Auckland straddles a large volcanic field home to more than 50 volcanic centres, posing an ever-present hazard to the city's 1.6m-strong population and its billions of dollars of property and infrastructure.
While its existing volcanoes are thought unlikely to erupt again, the Auckland Volcanic Field is young and potentially active - with the potential to bring fast-moving surges of hot rock and gas, and widespread ashfall.
Recent studies have suggested signs of an imminent eruption could occur with anywhere between five and 15 days warning, forcing the evacuation of perhaps more than 400,000 people.
University of Canterbury researcher Professor Thomas Wilson and his team have been researching a variety of aspects of volcanic activity, simulating what may happen to buildings exposed to a future Auckland eruption.
"Our role as researchers is to put that risk in context and understand what the likely impacts are to help our partners in the public sector refine planning and decision-making around any potential future event."
That work has included PhD student Nicole Allen firing volcanic rocks at high velocity onto typical Kiwi roof designs, and also loading them with tonnes of volcanic ash.
"By testing the strength of the roofs, we can see what damage may be sustained by buildings, which in turn can help us understand how many homes could be damaged in eruptions and what we could do to protect them," she said.

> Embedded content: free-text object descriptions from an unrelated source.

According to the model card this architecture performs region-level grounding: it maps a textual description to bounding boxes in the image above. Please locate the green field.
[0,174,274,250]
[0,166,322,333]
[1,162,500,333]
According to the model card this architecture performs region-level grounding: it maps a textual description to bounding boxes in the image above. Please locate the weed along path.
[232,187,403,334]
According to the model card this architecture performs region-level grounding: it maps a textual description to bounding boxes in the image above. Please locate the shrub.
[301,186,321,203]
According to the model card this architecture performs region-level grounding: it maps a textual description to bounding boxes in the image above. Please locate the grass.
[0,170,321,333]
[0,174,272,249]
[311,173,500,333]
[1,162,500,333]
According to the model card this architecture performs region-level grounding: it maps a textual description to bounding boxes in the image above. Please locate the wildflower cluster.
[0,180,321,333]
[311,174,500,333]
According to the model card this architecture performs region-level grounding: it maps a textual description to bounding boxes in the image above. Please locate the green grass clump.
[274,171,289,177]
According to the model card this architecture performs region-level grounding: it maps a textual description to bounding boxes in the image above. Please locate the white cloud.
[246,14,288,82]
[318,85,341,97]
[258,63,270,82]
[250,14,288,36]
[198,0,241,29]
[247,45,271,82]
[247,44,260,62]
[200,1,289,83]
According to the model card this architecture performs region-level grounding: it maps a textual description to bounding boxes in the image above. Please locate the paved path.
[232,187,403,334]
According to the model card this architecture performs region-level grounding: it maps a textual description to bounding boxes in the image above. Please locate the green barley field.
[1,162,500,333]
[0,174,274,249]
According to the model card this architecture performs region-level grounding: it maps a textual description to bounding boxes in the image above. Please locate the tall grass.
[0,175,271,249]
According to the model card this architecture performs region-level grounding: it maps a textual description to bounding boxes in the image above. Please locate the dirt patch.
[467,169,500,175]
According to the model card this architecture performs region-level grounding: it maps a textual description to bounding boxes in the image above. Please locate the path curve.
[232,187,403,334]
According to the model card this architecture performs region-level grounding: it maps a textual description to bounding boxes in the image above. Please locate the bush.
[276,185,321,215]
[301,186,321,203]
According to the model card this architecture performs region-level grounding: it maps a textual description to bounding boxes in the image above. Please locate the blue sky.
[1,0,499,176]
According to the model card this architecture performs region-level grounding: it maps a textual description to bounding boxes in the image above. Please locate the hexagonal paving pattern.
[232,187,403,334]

"This may also help inform how much protection New Zealand buildings provide to people caught in an erupting volcano, and if they can provide a useful place to shelter."
The projects of Wilson's team are part of the ongoing Determining Volcanic Risk in Auckland (DEVORA) research programme, jointly led by the University of Auckland and GNS Science.

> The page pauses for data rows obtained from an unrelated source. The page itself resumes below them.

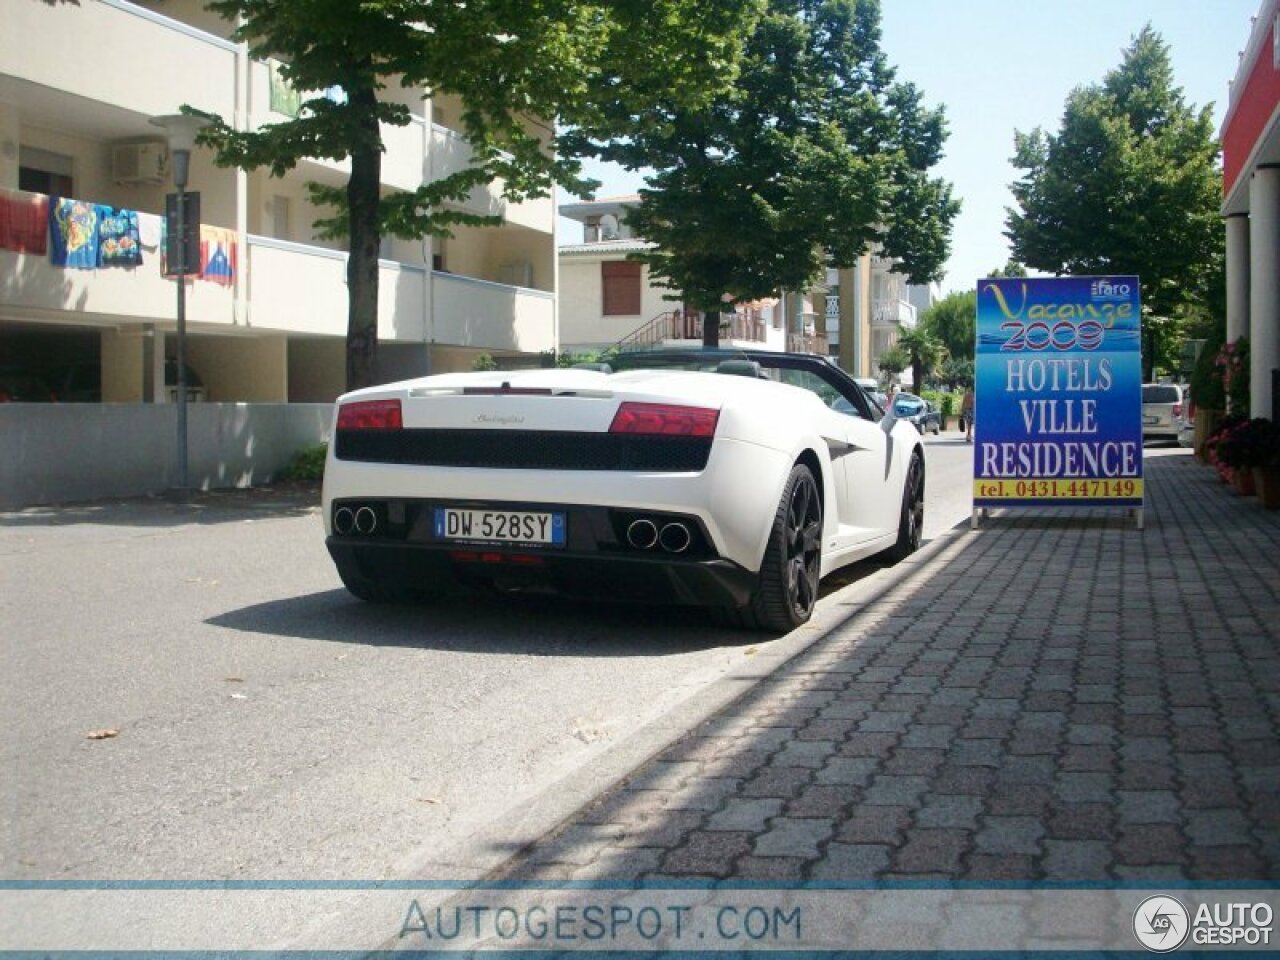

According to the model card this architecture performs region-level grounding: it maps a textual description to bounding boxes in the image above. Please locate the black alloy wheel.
[741,463,823,632]
[887,452,924,562]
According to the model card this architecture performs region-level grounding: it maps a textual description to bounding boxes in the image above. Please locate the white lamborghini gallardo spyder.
[322,349,925,633]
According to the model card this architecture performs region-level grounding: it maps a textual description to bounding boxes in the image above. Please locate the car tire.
[735,463,822,633]
[885,452,924,563]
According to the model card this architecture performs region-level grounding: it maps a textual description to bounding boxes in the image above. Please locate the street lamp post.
[150,113,209,490]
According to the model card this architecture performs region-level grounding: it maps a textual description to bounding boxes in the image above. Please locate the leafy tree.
[1005,25,1224,380]
[569,0,958,347]
[987,261,1026,278]
[877,344,908,383]
[938,357,974,391]
[195,0,757,389]
[919,289,976,362]
[897,325,947,395]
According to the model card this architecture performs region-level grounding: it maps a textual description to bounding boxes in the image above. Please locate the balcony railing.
[614,309,769,351]
[6,0,237,122]
[787,333,830,355]
[871,298,918,329]
[1,187,550,352]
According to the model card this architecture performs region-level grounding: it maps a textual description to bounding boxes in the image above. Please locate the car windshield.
[893,396,925,415]
[1142,385,1181,404]
[606,348,876,420]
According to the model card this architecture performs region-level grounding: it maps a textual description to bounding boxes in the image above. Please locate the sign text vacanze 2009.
[973,276,1143,507]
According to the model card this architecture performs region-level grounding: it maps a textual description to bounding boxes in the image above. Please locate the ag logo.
[1133,895,1190,952]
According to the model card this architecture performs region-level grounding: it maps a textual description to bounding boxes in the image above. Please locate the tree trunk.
[346,88,383,392]
[703,309,721,348]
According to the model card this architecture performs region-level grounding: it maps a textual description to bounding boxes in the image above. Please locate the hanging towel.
[49,197,99,269]
[199,225,237,285]
[0,192,49,254]
[137,212,162,250]
[97,206,143,267]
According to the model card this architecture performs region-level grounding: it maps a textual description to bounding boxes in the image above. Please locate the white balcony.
[431,272,554,354]
[245,237,427,343]
[428,125,553,234]
[871,298,918,329]
[3,0,237,124]
[1,183,549,353]
[245,61,428,192]
[0,194,235,328]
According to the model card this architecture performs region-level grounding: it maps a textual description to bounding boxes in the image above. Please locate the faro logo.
[1091,279,1131,301]
[1133,895,1190,952]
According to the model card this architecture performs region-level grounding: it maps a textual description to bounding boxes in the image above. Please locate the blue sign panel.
[973,276,1143,507]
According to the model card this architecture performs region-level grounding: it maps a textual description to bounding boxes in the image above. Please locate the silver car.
[1141,383,1184,442]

Wilson said funding offered by the Earthquake Commission, Auckland Council, and Auckland Emergency Management to DEVORA over the past 12 years had been "precious".
"The coming together of scientists and the public sector to help inform volcano risk management is pretty unique internationally and provides New Zealand with an amazing long-term capability to make the best decisions."

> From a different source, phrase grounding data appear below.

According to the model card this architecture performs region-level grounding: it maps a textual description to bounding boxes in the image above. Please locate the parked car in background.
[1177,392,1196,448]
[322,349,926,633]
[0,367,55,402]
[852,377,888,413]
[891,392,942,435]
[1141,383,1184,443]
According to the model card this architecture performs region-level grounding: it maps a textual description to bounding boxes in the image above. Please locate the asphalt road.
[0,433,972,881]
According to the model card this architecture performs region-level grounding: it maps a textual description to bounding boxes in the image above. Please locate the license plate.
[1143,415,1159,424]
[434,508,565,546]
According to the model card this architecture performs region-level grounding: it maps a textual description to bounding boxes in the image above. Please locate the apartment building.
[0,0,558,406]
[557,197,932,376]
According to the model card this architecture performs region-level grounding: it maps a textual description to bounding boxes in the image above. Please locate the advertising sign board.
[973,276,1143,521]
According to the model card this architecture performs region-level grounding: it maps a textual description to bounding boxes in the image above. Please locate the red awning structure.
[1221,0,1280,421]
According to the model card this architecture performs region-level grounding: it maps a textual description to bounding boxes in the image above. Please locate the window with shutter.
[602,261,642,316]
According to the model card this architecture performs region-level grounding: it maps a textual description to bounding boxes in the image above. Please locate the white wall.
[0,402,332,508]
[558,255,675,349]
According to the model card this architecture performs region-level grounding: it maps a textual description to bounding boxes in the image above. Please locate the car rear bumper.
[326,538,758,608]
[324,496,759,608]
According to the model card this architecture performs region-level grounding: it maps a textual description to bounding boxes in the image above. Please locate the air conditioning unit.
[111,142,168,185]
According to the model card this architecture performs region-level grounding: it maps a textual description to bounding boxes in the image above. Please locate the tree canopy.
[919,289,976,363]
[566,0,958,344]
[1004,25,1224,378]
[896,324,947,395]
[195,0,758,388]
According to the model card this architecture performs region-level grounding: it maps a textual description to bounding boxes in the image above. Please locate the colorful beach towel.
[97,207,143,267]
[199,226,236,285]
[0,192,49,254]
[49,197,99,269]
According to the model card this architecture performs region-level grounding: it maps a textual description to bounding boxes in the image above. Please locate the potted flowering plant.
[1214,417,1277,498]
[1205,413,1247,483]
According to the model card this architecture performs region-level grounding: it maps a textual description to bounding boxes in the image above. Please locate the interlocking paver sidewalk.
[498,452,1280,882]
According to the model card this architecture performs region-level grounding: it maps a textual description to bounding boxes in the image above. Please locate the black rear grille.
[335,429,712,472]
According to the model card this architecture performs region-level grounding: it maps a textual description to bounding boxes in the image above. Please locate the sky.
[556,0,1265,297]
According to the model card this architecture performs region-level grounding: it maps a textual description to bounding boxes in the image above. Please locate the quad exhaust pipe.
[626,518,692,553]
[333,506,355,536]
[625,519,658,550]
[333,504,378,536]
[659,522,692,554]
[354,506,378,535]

The last eruption in the area was Rangitoto around 600 years ago - considered recent in geological terms.
Unlike the big volcanoes in the central North Island, the Auckland field triggered smaller eruptions in new locations - something which had created the cones and some lakes seen around the city today.
Wilson said the chance of a volcanic eruption in Auckland was roughly between five and 15 per cent within a person's lifetime, "which is fairly unlikely in our lifetime".
"But if it did happen, the impacts would be so large that it is well worth the emphasis we are putting on the planning for potential evacuations, insurance exposure, and critical infrastructure resilience with our partners in the public sector," he said.
"A volcanic eruption could create multiple hazards, not just ashfall, but also lava flows, ballistic projectiles, hot ash and gas surges, shockwaves, landslides or even a tsunami, so it is important to build reliable impact assessment models for all possible events."
Last year, DEVORA scientists moved closer to creating a realistic picture of what types of eruptions could unfold around the city, by combining two approaches that enabled specific risks to be matched to locations.
It allowed them to more clearly see how areas north of the airport are more at risk of phreatomagmatic eruptions – not too dissimilar to that of Whakaari/White Island's deadly blow in December 2019.
The central city, meanwhile, could be exposed to mainly magmatic effects, like lava fountaining from the ground and lava flows.